EXP-DSC-001.1 Feb 19 → Jun 13, 2026

↳ re-run of EXP-DSC-001 against sites with established, published design systems

AI-assisted design system component identification

The plan
Re-run detection and component inventory against sites with established, published design systems
Result
identified 40, 32, 65, 22, and 14 component families across the five sites; three had a formally detectable design system, two did not but still showed clear component reuse
Notes
Detector needs iteration — to read into (open) shadow-DOM components, and to handle sites where the design system is a thin layer over a CSS framework

Plain language summary

Large sites are usually built from a reused set of components, often a formal design system. This run tested whether AI can identify that system from the outside, on sites known to run one. It's the step before an accessibility agent could work on a site at the component level.

It identified three of the five. The two misses each had a clear, specific cause.

What this does not show: it isn't a score for any model or any site. It's a map of where this kind of detection works well and where it doesn't, and identifies areas for improving the tool to get reliable results.

The question

Identification is the upstream step: before an accessibility agent can work on a site at the component level, it has to identify the components the site is actually built from. Whether that identification is reliable from the outside with no ground-truth is what this re-run tests.

The first pass (EXP-DSC-001) could find component families on well-structured sites, but it couldn't separate a site that has no design system from one whose system it simply couldn't identify. This re-run removes that ambiguity by design: every site it points at is known to run a published design system, so a miss can only mean the detector failed, not that there was nothing to find.

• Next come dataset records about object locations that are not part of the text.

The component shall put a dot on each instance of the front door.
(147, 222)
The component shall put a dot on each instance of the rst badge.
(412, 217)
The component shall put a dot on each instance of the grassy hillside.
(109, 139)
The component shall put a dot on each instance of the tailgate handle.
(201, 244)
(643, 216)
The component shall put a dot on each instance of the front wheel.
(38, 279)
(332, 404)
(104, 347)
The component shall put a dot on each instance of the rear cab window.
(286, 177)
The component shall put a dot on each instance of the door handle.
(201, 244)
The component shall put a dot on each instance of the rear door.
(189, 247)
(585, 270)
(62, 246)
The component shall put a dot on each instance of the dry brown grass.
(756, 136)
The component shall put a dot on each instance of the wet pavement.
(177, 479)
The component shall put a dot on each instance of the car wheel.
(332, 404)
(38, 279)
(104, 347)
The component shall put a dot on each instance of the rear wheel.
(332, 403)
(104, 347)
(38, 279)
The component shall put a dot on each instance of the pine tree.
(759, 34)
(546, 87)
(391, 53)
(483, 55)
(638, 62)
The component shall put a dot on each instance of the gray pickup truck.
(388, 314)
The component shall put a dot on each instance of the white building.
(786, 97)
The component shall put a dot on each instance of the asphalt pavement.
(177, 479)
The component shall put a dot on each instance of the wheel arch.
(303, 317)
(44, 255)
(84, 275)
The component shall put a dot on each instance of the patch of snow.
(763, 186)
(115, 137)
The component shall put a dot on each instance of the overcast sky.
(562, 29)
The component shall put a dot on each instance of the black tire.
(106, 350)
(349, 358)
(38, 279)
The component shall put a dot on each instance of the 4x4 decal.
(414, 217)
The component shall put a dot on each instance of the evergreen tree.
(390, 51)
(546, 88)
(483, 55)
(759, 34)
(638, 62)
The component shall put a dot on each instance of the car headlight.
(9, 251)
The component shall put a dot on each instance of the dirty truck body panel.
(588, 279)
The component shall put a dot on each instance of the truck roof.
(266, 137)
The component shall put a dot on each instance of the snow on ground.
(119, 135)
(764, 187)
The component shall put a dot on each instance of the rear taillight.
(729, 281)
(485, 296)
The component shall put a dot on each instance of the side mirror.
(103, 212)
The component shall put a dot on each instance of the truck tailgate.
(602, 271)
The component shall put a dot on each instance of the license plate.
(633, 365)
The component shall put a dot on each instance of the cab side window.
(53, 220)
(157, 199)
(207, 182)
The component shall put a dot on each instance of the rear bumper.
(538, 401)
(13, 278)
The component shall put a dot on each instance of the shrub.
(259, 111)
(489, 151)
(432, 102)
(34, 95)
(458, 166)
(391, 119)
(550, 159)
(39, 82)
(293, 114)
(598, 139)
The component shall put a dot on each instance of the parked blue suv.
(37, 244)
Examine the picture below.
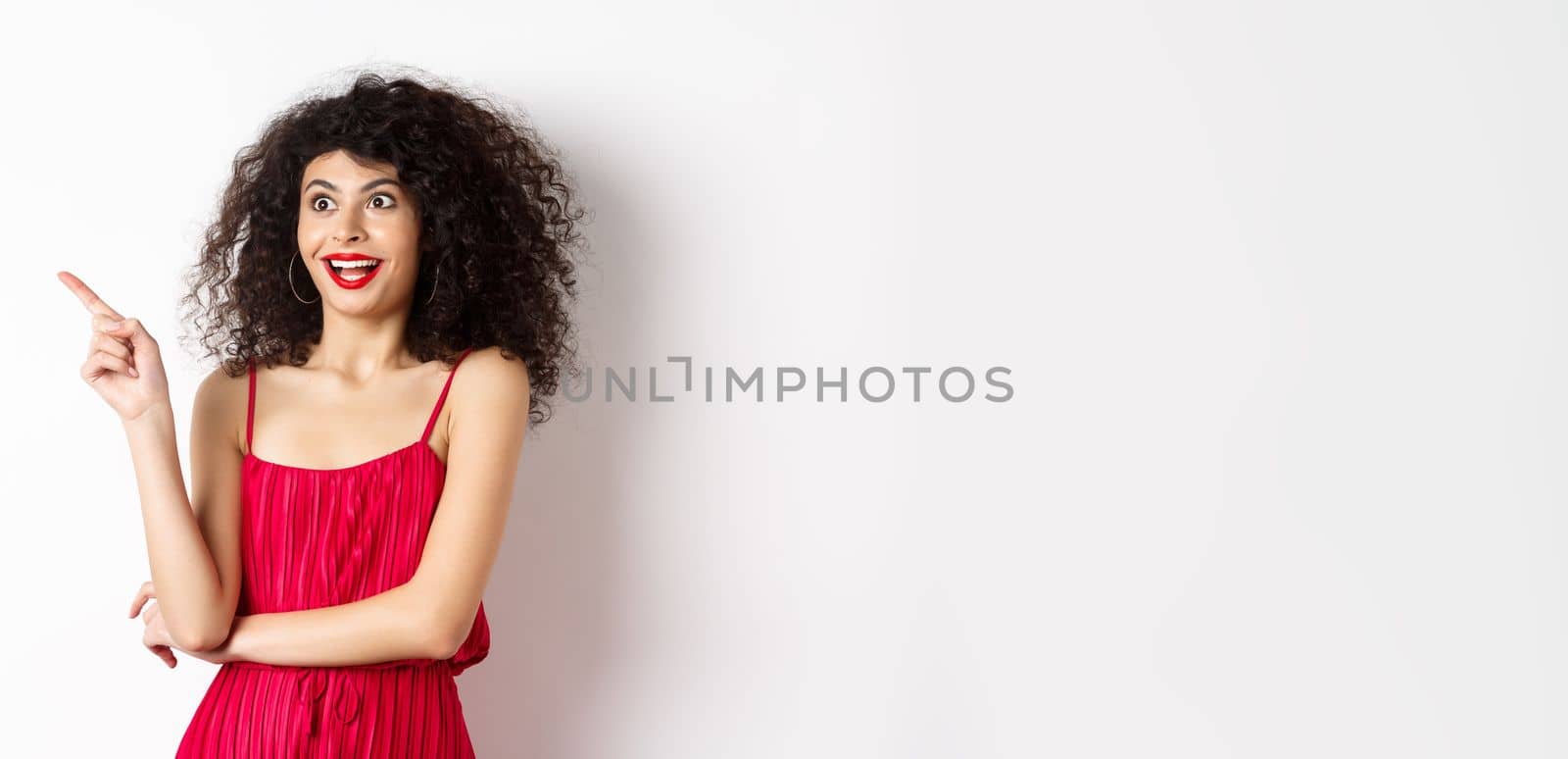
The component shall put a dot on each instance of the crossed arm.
(423, 618)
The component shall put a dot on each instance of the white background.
(1277, 287)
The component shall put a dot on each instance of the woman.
(333, 568)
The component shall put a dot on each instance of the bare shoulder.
(219, 410)
(486, 372)
(491, 382)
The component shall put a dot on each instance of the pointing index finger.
(86, 295)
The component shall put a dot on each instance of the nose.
(349, 229)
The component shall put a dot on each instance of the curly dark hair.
(496, 217)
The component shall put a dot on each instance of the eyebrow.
(368, 185)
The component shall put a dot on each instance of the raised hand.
(156, 635)
(122, 366)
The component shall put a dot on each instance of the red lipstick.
(363, 279)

That raised the real question: can a machine reliably identify a component system that is definitely there?

Answering it cleanly meant turning the identification mechanism into a measuring instrument: pre-registered, with the detection rules and the answer keys written down and locked before any site was scored.

How I tested it

Ten production sites, crawled by an unattended browser overnight on June 12 and 13, 2026, then scored against the locked answer keys. The core set was five sites chosen because each runs on a well-known, published design system, the cases where a miss is unambiguously a miss.

Detection was held to a strict bar: zero misses on the known-system set. A single miss fails it.

The detector itself runs no model. An LLM built its matching tables once, at the start; after that, identifying a site's components is deterministic, so the same page gives the same answer every time.

The rules were locked first, then applied. A real bug in the detector surfaced and got fixed mid-run. Both the original and the fixed version are kept and hashed, so the trail is auditable and no threshold got quietly tuned to make the result look better. One threshold that would have rescued a miss was left alone on purpose, because lowering it would have been fitting the test to the answer.

What happened

Detection failed the strict bar of zero misses. That turned out to be the useful part.

Three of the five known-system sites were found cleanly. The two misses each traced to a single, identifiable cause, which turns "unreliable" into something more precise:

What the detector faced Result
A system whose components carry a consistent class-name convention in the page Found reliably, across both common naming styles
A system shipped as self-contained web components, with their structure sealed inside a shadow DOM Missed. The naming signal never reaches the visible page, so there is nothing to read
A system layered thinly over a common CSS framework Missed. Its own footprint was too small to clear the detection threshold

So the honest version is narrow and useful: the mechanism reliably finds design systems that expose their structure as ordinary class names in the page, and it can't detect systems that seal their structure away or barely leave a footprint of their own. That is a boundary, not a verdict of "doesn't work." The same threshold also produced false alarms on sites with no real system, where a coincidental repeated class name can look like a vocabulary, so the line errs in both directions.

One thing I didn't go looking for

On a site built with a major component library, the detector surfaced components that used the library's class names but weren't part of the library at all. They appear to be the team's own pieces, built on the same naming. Against the published catalogue they look like things the tool invented, but they aren't: they're real, reused components that simply aren't in the formal design system, which makes them candidates to pull into the system next.

It also sharpens what would count as a real mistake. A hallucination isn't finding reuse the catalogue doesn't list; it's the mechanism getting the identification wrong, calling a date picker a modal, or flagging a component where there is nothing.

Honest caveats

  • Detection failed its pre-registered bar, and it's reported as a characterized failure, not dressed up as a pass.
  • The two misses and the false alarms are real and named.
  • Site names are withheld; the systems are described by how they ship, which is what the finding turns on.
  • The model cost was effectively zero: the only model use was that one-time table-building step.

What's next

  • Read components that are sealed inside a shadow DOM, where the detector currently sees nothing.
  • Catch design systems that sit too thinly over a framework to register.
  • Build a check for real misidentification (a date picker tagged as a modal, or a component flagged where there is nothing), kept separate from the useful case of finding reuse the catalogue doesn't list.

All of it serves one goal: component identification the accessibility agents can trust.